W3C home > Mailing lists > Public > semantic-web@w3.org > June 2007

Re: homonym URIs (Re: What if an URI also is a URL)

From: Pierre-Antoine Champin <swlists-040405@champin.net>
Date: Wed, 13 Jun 2007 15:21:14 +0200
Message-ID: <466FEF4A.6060205@champin.net>
To: Richard Cyganiak <richard@cyganiak.de>
Cc: Pat Hayes <phayes@ihmc.us>, Sandro Hawke <sandro@w3.org>, semantic-web@w3.org

I've been following this thread with interest, and I was quite agreeing
with Sandro's position, but Pat's position made me think a lot... and I
quite like it (though Richard also has a point against it, IMHO).

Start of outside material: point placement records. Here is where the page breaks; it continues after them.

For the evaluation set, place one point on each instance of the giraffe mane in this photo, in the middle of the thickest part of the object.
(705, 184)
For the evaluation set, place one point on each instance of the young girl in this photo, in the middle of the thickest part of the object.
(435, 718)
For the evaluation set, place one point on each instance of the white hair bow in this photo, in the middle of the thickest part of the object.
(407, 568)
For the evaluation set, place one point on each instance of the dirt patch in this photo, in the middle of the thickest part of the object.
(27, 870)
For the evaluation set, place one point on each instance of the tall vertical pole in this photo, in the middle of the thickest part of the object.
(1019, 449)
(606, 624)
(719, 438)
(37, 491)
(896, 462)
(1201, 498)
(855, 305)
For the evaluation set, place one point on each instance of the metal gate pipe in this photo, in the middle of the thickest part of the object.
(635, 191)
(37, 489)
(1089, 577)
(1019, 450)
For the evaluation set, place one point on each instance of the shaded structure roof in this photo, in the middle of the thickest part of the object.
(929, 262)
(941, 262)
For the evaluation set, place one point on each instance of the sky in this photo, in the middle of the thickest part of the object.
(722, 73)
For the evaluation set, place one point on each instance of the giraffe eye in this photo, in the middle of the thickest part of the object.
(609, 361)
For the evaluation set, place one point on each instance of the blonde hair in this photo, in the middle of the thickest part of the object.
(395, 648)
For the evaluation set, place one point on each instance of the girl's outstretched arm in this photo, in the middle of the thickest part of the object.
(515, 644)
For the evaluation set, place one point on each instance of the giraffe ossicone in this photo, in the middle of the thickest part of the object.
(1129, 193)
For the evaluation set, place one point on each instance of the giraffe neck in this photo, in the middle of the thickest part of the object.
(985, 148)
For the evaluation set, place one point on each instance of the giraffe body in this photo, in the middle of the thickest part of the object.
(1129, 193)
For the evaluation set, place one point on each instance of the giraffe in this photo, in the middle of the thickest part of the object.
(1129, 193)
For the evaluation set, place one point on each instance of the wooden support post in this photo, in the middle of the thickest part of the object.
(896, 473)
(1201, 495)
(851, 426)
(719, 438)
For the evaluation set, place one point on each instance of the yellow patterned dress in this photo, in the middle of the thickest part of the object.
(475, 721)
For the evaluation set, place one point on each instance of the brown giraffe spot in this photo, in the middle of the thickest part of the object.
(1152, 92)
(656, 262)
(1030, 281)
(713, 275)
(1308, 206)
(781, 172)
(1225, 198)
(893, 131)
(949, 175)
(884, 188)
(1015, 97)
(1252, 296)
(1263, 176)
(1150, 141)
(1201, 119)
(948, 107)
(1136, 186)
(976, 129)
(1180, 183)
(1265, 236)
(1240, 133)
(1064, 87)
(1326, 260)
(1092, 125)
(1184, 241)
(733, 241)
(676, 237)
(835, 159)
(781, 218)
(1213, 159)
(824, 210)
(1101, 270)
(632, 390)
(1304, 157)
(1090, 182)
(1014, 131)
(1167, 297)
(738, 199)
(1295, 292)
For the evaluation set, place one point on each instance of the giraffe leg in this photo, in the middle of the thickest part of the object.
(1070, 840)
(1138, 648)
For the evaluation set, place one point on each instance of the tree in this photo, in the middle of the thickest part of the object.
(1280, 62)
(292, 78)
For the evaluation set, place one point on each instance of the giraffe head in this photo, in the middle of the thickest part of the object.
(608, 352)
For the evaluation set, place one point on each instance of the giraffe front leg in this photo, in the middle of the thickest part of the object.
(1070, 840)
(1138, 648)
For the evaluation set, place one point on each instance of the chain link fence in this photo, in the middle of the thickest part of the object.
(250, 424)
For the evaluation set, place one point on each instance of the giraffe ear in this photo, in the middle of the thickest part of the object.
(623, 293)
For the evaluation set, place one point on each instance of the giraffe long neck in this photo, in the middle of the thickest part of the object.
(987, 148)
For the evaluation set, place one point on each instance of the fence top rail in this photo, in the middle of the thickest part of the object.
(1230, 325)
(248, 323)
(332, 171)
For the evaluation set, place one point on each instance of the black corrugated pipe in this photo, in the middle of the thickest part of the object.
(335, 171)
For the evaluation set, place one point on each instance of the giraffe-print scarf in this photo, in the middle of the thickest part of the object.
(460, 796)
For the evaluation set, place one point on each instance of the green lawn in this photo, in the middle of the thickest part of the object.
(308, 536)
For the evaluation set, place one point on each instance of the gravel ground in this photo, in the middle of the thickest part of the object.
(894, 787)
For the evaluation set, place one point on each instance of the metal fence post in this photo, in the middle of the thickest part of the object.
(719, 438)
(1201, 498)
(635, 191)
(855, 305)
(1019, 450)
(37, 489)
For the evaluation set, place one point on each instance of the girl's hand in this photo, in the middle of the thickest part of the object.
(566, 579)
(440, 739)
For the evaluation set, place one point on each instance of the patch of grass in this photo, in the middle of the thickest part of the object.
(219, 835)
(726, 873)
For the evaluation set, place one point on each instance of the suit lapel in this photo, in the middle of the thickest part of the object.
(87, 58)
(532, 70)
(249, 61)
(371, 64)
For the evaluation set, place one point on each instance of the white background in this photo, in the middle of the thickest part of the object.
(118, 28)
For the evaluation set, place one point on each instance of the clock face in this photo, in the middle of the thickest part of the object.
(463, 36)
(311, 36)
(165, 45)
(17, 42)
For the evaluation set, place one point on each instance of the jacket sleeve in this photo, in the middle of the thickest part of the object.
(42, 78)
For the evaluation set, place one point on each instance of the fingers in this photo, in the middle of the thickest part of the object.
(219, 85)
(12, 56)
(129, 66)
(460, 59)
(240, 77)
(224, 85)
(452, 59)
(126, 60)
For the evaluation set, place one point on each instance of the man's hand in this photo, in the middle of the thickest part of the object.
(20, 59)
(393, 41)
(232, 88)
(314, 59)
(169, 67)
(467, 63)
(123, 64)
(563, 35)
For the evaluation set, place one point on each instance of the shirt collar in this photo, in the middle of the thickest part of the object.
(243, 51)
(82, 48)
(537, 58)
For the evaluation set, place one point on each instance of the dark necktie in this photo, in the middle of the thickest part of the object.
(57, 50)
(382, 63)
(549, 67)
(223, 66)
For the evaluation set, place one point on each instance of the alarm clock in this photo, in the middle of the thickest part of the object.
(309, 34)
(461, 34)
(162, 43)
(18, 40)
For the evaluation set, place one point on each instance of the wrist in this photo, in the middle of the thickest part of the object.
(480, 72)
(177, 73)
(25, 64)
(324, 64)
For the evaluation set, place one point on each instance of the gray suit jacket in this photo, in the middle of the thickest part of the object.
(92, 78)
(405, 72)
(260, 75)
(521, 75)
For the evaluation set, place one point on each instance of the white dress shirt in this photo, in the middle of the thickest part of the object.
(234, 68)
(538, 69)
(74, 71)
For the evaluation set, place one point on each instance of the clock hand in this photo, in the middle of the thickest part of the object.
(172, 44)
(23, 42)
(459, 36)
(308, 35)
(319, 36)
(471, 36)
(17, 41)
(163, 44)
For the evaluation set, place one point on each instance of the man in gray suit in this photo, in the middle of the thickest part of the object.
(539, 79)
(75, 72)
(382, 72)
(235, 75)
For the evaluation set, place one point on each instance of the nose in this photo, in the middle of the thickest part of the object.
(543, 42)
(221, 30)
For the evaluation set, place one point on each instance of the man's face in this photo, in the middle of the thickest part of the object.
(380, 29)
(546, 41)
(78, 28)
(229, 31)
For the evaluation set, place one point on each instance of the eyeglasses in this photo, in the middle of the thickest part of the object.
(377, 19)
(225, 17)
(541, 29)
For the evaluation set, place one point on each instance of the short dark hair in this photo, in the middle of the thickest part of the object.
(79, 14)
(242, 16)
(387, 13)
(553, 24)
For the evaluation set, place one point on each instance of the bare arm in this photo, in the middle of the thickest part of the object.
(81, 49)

I think (as Pat, if I read him correctly) that punning/overloading can
not be avoided. I would add that it can be deliberate, for practical
reasons (e.g. e-mail adress / person, predicate / function), but it can
also be *unintentional*. Let me explain :

we keep using the same word for slightly different things (e.g. a city
as an administrative entity or as a populated location), as long as the
difference between them is not relevant to us. The same will be true of
URIs that we will create and put in RDF. We can not expect everybody on
the web to require the same level of detail on every part of the world
about which they make RDF statements.

So I'm getting more and more convinced that we cannot afford to rule out
ambiguity as "weak design", and should devise means to cope with it.

What I'm not sure is whether deliberate and unintentional overloading
can benefit from the same means -- they seem to be opposite in nature
(on the first case, the objects are too different to require different
words, in the second case, they are too similar), but also come from the
same requirement of efficiency / practicality.

Another problem is that the relation between two objects denoted by the
same term may not be functional, which leads us to the problem raised by
Richard. An intuition is that owl:sameAs may be too strong a statement
in a context where URI can be ambiguous.

would

<http://richard.cyganiak.de/>
   :samePerson <http://ontoworld.org/wiki/Richard_Cyganiak> .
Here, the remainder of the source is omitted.